Saturday 26 March 2016

A Polar, Bi Polar

The grieving process consists of 5 stages: denial, anger, bargaining, depression and acceptance. For a while, I was in denial - perhaps I truly believed what I felt in my heart, but for everyone else, it was pure, blatant denial. Did not help that the people around me frequently switched between "Let it go" and "Just give it time".

I have lived 29 years with my intuition, I know when I'm certain, and I know when I should give something the benefit of doubt. What's a girl to do, when her instincts scream something so loudly, and yet events unfold otherwise. If I dare simplify the equation, my own instinct had let  me down -- for someone so hypersensitive, that's a bitter, bitter pill to swallow.

My. Instinct. Lied. To. Me.

How? How did something I felt so strongly for far longer than a split second turn out to be wrong?

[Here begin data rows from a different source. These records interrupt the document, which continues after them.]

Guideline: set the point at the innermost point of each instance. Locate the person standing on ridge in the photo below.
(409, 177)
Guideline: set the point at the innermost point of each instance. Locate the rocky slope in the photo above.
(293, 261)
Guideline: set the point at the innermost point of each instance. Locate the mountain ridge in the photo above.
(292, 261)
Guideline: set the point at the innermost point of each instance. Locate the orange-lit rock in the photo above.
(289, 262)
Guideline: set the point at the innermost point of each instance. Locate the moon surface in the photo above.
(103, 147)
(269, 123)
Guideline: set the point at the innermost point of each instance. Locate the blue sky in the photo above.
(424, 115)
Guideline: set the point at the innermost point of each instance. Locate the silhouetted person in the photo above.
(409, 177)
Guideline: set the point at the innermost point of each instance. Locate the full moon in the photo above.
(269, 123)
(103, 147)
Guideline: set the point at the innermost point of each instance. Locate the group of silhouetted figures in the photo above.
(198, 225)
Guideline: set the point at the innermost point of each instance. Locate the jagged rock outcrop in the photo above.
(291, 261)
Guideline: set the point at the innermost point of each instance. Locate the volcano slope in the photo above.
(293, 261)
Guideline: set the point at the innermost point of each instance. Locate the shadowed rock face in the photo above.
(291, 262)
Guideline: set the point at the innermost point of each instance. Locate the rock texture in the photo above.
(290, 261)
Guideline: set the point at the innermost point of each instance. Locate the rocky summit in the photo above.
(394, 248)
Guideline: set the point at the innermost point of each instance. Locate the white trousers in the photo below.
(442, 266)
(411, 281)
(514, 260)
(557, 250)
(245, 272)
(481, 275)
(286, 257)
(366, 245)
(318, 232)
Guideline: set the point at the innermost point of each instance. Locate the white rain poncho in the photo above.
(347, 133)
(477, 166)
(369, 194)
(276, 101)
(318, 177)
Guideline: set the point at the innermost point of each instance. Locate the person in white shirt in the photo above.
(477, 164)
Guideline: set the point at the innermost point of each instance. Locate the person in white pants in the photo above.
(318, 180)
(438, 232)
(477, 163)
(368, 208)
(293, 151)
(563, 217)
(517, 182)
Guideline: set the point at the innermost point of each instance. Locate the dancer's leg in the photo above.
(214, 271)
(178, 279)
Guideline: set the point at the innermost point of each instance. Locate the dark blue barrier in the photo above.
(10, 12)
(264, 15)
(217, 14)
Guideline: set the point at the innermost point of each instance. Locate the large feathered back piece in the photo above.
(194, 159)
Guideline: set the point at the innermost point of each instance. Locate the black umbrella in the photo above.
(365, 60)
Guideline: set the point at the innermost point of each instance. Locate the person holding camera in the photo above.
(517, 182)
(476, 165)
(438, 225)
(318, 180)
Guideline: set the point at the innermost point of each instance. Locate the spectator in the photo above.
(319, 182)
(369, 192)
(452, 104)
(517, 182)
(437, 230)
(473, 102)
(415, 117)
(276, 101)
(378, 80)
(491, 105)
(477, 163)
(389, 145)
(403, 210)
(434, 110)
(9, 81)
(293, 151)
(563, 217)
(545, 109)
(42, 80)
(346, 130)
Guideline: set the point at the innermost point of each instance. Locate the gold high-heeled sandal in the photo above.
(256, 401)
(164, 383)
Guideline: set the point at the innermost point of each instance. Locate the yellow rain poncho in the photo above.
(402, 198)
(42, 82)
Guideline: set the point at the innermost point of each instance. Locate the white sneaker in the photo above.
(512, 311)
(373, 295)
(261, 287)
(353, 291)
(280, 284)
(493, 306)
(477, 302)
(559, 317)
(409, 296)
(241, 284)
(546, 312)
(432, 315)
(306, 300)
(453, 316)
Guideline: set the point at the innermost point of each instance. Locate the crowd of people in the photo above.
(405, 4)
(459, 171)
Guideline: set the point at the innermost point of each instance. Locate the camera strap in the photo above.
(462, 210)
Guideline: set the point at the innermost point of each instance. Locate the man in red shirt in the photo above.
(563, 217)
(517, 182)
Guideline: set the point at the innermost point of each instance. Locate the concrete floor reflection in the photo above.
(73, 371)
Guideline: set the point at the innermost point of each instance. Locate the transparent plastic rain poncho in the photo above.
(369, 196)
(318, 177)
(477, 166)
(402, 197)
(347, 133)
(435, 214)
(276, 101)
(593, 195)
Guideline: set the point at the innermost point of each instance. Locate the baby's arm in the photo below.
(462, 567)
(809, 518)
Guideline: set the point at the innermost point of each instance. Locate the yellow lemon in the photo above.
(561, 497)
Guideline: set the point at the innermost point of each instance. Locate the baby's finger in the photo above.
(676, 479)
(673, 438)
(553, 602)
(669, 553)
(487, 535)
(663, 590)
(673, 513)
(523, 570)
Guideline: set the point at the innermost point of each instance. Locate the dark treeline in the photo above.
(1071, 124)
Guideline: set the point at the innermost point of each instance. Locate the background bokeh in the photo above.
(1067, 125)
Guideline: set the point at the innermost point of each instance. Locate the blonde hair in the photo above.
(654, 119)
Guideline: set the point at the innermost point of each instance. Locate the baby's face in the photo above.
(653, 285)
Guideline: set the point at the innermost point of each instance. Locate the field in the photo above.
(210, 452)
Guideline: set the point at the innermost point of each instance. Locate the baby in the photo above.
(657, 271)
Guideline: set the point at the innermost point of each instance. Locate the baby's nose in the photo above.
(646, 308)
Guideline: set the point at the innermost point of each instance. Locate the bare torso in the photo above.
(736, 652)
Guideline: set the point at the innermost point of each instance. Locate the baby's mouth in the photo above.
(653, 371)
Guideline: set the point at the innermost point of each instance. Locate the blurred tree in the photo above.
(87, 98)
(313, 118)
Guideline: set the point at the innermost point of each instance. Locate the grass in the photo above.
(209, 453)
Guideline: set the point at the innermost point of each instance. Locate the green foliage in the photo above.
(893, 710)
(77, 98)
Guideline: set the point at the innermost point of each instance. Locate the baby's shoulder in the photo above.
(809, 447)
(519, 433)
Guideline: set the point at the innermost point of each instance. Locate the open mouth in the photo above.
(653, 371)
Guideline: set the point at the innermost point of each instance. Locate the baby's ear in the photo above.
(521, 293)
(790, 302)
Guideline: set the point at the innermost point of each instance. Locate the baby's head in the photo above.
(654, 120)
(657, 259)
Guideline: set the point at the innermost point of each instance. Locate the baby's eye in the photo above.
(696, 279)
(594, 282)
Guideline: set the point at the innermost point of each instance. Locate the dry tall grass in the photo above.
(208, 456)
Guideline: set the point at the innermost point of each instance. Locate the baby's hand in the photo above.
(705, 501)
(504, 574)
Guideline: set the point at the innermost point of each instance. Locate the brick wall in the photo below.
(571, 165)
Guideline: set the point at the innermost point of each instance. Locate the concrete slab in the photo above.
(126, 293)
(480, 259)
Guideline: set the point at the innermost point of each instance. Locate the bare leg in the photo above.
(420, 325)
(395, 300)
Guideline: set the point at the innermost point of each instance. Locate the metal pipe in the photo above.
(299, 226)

Accepting that I was wrong, threw me down the bottomless pit of depression. It is not a place unfamiliar to me, but it has been a truly long time since I was there, it was hell. Just a deeper, darker kind of hell. Like I have never known.

I thought you were special. I thought you more than just special.
You were my fucking mirror. You were exactly what I saw in my dreams.

My. Instinct. Lied. To. Me.

Perhaps I am still in denial, but I am crawling, struggling to find the exit. Maybe I will get there, maybe I won't. But I have to do whatever it takes, to stay alive.

Am I bargaining? I don't know. I don't want to. I know it's over, but a part of me still breathes you.Your skin, your smile, your hair, your lips, your hands. My God, your hands, I still remember the first time you held mine. I remember.

I don't know how I'll allow another hand to hold mine. I don't see it, I can't imagine.

And what hurts so bad, is that you're out there in the world, probably not remembering anything about me.

I feel the anger creeping, I feel it in sudden, swift attacks, venom threatening to expel into my veins. But it doesn't last long, usually followed by a crying bout.

Maybe one day I'll pass all these stages, and get to acceptance. Maybe one day I will stop believing that you're the one.

I can't decide if I want that day to come right now, or if I never want it to come, at all.

Because when I truly walk away from here, you would have lost someone who loves you, flaws, baggage and all. You would have lost someone who would sacrifice everything she has to, just to be with you.